Elizabeth Holmes has been convicted of fraud for turning her start-up Theranos into a sham for blood tests.
The program deceived billionaires and other ignorant investors into supporting a seemingly revolutionary company whose medical technology never worked as promised.
After seven days of deliberation, a jury sentenced the 37-year-old to two cases of transfer fraud and two cases of conspiracy to commit fraud.
The verdict followed a three-month trial involving dozens of witnesses, including Holmes himself. She now faces up to 20 years in prison for each charge, although legal experts say she is unlikely to get anywhere near the maximum sentence.
The jury was bogged down on three remaining charges. The split judgments are “a mixed bunch to prosecutors, but it’s a loss to Elizabeth Holmes for being jailed for at least a few years,” said David Ring, an attorney who followed the case closely.
The federal prosecutor brought evidence to portray Holmes as a charlatan obsessed with fame and fortune.

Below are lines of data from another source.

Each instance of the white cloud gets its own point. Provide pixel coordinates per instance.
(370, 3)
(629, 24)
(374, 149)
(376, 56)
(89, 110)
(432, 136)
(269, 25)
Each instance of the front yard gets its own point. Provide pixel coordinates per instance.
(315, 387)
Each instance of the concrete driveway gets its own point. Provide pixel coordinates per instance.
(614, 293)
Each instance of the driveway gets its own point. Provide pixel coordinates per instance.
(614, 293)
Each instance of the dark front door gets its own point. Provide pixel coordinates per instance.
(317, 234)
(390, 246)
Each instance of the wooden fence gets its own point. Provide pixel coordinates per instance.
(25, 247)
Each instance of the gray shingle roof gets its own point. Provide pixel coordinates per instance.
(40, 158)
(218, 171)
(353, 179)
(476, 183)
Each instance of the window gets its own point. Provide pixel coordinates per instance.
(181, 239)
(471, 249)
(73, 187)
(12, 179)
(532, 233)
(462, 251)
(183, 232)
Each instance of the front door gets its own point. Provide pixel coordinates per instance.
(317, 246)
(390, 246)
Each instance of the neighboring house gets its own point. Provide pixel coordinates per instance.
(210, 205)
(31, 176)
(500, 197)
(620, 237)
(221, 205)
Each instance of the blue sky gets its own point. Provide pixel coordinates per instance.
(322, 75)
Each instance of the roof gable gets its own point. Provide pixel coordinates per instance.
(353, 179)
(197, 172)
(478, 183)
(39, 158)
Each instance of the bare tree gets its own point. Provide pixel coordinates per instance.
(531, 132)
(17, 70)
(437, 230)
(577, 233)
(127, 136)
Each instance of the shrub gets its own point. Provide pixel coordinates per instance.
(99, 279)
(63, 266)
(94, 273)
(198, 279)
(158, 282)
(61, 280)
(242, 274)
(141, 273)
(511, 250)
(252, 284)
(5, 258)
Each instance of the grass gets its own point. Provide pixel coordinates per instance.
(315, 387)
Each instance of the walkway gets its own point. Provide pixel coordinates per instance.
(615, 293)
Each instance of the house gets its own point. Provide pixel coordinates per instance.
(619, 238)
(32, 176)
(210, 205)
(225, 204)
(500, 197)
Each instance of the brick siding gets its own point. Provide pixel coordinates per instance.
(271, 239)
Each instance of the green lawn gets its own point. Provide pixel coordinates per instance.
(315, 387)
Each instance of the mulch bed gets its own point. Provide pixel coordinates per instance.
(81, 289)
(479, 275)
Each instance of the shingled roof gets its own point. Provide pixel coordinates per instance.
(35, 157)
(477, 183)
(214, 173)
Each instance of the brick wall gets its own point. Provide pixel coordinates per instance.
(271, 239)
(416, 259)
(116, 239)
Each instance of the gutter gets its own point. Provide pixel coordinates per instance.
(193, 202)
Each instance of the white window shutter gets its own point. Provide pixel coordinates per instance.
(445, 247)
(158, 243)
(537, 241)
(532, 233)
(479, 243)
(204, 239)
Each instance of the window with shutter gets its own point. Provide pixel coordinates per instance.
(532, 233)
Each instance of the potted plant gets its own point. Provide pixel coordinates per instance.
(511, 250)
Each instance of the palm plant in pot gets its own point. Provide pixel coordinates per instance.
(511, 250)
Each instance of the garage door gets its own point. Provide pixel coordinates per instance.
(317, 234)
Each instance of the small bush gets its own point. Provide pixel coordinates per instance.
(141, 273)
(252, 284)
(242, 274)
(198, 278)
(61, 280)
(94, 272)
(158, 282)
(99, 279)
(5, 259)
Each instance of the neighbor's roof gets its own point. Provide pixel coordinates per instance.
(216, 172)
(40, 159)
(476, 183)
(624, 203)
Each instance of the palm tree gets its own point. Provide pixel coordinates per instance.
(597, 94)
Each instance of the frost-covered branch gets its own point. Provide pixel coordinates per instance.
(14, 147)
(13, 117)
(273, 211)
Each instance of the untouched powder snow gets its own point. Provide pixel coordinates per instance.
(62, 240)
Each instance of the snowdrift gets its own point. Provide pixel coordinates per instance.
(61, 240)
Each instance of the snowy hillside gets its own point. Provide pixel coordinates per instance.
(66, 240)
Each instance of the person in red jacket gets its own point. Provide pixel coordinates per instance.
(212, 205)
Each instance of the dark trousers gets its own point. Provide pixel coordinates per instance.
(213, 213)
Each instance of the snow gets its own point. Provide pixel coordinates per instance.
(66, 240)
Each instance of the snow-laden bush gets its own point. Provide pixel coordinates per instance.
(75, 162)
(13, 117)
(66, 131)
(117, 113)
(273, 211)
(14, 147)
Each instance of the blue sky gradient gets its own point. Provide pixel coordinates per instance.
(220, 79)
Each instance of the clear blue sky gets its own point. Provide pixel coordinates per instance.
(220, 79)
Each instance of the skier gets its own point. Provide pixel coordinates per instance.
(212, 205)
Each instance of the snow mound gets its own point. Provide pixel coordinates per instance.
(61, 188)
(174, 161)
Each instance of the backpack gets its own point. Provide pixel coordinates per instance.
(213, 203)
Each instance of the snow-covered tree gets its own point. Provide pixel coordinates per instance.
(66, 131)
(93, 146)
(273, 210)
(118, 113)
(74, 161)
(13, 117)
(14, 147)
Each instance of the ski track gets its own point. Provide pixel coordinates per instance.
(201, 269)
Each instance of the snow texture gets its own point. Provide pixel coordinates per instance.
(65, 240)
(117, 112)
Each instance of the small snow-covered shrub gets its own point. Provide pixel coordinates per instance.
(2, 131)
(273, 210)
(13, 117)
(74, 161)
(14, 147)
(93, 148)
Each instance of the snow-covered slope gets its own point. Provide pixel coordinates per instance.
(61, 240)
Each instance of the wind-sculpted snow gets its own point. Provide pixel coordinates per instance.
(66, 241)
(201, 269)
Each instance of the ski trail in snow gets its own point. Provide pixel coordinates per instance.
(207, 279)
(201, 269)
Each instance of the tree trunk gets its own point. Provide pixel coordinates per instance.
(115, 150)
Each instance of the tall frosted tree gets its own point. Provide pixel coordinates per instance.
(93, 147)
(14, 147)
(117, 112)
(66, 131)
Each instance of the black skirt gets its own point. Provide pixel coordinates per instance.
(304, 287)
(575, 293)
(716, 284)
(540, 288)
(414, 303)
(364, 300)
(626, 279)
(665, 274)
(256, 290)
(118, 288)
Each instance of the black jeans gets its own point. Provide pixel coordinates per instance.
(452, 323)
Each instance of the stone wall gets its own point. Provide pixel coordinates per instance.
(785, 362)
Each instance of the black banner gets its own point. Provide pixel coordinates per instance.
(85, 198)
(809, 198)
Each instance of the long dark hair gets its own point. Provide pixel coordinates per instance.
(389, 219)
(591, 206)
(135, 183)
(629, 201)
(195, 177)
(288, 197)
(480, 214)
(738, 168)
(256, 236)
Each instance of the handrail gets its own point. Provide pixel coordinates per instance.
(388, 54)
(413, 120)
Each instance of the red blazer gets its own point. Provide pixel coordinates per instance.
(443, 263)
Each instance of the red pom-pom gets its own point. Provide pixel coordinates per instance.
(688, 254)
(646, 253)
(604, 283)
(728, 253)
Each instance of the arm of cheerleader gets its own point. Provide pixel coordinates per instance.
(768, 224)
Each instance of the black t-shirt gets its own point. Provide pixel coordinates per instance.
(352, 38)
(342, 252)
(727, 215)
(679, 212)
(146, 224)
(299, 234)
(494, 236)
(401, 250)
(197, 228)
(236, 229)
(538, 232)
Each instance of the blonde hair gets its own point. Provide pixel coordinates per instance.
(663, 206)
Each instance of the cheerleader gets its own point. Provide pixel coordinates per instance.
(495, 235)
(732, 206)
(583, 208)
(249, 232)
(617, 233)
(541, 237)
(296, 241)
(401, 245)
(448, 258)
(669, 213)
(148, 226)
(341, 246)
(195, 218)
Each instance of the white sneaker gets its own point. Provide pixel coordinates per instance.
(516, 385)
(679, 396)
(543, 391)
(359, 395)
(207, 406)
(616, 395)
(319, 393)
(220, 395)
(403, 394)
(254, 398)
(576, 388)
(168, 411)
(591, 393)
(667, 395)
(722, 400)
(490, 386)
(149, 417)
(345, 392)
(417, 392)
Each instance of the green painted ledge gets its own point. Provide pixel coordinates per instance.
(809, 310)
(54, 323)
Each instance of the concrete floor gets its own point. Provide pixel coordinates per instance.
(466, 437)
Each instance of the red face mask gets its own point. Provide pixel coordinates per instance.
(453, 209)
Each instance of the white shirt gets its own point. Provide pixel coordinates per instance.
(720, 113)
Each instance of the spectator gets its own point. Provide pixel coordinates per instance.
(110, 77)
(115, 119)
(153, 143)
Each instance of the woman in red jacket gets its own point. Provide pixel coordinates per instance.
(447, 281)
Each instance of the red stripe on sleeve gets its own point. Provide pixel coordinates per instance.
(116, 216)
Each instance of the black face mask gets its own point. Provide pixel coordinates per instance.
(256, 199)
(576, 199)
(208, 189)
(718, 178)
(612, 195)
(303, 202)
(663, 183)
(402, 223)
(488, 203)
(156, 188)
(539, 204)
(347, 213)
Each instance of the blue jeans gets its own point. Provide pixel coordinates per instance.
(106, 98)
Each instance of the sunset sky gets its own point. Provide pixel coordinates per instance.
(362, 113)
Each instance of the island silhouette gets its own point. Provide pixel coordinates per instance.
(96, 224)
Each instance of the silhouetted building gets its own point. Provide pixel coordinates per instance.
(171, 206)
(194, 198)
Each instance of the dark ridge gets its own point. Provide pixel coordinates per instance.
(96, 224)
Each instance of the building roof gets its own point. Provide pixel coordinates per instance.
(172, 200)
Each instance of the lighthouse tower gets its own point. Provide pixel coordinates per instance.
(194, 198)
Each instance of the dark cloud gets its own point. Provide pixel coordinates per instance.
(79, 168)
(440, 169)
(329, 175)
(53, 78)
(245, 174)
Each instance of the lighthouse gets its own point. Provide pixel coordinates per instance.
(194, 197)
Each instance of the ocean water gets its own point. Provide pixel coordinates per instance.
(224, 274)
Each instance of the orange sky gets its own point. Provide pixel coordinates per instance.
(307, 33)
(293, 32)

In seven days on the witness stand, she presented herself as a visionary trailblazer in the male-dominated Silicon Valley, who was emotionally and sexually abused by her former lover and business partner Sunny Balwani.
The process also exposed the pitfalls of one of the most important steps Silicon Valley entrepreneurs take – a boundless optimism, whether or not it is warranted, known as Fake It ‘Til You Make It.
That ethos helped spawn breakthrough companies like Google, Netflix, Facebook, and Apple – the latter being co-founded by one of Holmes’ heroes, Steve Jobs.
Your belief could cut the wattage – at least temporarily – for the brazen promises and bold exaggerations that have become a routine part of the tech industry’s innovation drive.
Holmes remained seated with no apparent emotion when the judgments were read out.
She bowed her head several times before questioning the jury by U.S. District Judge Edward Davila, and after the judge left the courtroom to meet with the jury individually, Holmes stood to hug her partner Billy Evans and her parents before she went with her lawyers.
Holmes did not respond to questions about the judgments thrown at her while walking from the courthouse to the nearby hotel where she had stayed during the deliberations of the jury.
She should remain in detention while awaiting her sentence, which will be determined by the judge.